Das Erstgericht wies die "Klage wegen Nichtigerklärung einer Ehe wegen mangelnder Aktivlegitimation" ab und das Eventualbegehren, die Ehe aus dem alleinigen Verschulden des Beklagten zu scheiden, zurück. Die Klagsbefugnis stehe nach § 28 Abs 1 EheG nur dem Staatsanwalt zu. Der Kläger sei deshalb nicht aktiv legitimiert, sodass die Klage "abzuweisen" sei. Das Eventualbegehren sei zurückzuweisen, da es sich um eine klare Umgehung der Nichtigkeitsprüfung durch den Staatsanwalt handle.

Das Rekursgericht hob den angefochtenen Beschluss ersatzlos auf. Es sei zwischen mangelnder Parteifähigkeit und mangelnder Sachlegitimation zu unterscheiden. Der Mangel der Parteifähigkeit sei von Amts wegen in jeder Lage des Verfahrens zu beachten, der Mangel der Sachlegitimation sei jedoch nur über Einwendung zu prüfen. Die Frage, ob jemand überhaupt Partei sein könne, also parteifähig sei, sei eine Frage des Prozessrechtes, die Frage, wer die "richtige" Partei sei, sei eine Frage der Sachlegitimation und des materiellen Rechtes. Es bestehe kein Zweifel darüber, dass dem Kläger als einer natürlichen Person grundsätzlich Prozessfähigkeit zukomme. Daraus folge, dass hier kein Fall mangelnder Parteifähigkeit, sondern mangelnder Sachlegitimation gegeben sei. Der Staatsanwalt sei nach § 28 Abs 1 EheG allein aktiv legitimiert, eine auf § 23 EheG gestützte Nichtigkeitsklage einzubringen. Ein Verstoß gegen das Gleichheitsgebot liege nicht vor. Vor Nichtigerklärung einer Ehe sei eine Scheidung (Aufhebung) zulässig. Nur eine rechtskräftig für nichtig erklärte Ehe könne nicht mehr geschieden (aufgehoben) werden. Das Erstgericht habe daher zuerst über das Hauptbegehren (Nichtigerklärung) abzusprechen und bei dessen Abweisung über das Eventualbegehren auf Scheidung der Ehe aus dem Alleinverschulden der Beklagten zu erkennen.

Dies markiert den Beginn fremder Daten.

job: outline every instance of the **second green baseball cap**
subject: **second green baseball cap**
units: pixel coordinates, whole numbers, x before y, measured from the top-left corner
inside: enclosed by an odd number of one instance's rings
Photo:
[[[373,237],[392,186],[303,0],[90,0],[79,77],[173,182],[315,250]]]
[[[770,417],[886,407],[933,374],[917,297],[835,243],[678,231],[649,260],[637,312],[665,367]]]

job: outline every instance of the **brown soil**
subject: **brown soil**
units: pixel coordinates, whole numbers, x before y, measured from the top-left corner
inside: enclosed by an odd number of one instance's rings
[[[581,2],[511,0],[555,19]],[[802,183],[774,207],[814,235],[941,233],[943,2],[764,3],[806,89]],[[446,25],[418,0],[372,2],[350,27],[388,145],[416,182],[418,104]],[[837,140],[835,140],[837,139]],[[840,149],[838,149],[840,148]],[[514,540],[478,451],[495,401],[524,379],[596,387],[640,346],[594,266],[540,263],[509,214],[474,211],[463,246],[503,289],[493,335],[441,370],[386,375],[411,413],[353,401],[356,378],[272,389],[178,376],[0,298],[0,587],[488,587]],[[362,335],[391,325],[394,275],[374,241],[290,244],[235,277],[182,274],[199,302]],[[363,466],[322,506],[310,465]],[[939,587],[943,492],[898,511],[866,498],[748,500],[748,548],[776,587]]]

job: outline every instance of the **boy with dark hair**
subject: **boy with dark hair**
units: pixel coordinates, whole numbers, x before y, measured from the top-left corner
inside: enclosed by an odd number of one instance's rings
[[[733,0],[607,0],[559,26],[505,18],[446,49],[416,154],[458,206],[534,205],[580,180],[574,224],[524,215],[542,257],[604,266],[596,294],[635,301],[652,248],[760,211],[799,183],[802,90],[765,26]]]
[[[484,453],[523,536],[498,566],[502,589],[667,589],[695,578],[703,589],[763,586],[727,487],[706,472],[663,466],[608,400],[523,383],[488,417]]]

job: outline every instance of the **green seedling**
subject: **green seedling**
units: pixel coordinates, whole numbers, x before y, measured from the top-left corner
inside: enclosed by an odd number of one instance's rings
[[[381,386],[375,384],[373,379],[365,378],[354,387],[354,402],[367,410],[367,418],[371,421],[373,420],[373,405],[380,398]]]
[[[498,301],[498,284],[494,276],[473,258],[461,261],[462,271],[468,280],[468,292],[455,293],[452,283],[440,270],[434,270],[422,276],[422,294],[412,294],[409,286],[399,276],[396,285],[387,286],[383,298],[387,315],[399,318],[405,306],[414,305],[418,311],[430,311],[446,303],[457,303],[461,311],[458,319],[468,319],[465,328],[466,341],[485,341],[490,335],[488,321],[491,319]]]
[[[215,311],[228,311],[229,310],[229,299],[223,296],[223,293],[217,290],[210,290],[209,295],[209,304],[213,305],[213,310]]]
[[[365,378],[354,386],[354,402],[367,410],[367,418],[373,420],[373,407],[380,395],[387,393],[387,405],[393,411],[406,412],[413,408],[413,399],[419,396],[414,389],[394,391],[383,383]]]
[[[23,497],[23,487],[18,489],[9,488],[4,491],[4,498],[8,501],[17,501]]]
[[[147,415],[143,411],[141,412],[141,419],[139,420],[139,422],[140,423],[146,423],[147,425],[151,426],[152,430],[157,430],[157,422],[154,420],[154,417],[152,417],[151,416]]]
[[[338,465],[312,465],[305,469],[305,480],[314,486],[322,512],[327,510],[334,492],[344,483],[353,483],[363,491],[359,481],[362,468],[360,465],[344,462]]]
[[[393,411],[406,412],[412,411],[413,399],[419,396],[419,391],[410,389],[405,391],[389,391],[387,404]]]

Das Rekursgericht erklärte den Rekurs an den Obersten Gerichtshof für zulässig, da noch keine oberstgerichtliche Rechtsprechung darüber bestehe, ob die im § 28 Abs 1 EheG geregelte Befugnis des Staatsanwalts dessen Parteifähigkeit oder die Klagslegitimation betreffe und ob diese Bestimmung gleichheitswidrig einzustufen sei.

Dagegen richtet sich der als Revisionsrekurs bezeichnete Rekurs des Klägers mit dem Antrag, "die Beschlüsse der Vorinstanzen ersatzlos" aufzuheben und dem Erstgericht die Einleitung des Verfahrens unter Abstandnahme vom Zurückweisungsgrund aufzutragen.

Rechtliche Beurteilung

Der Rekurs ist zulässig, er ist aber nicht berechtigt.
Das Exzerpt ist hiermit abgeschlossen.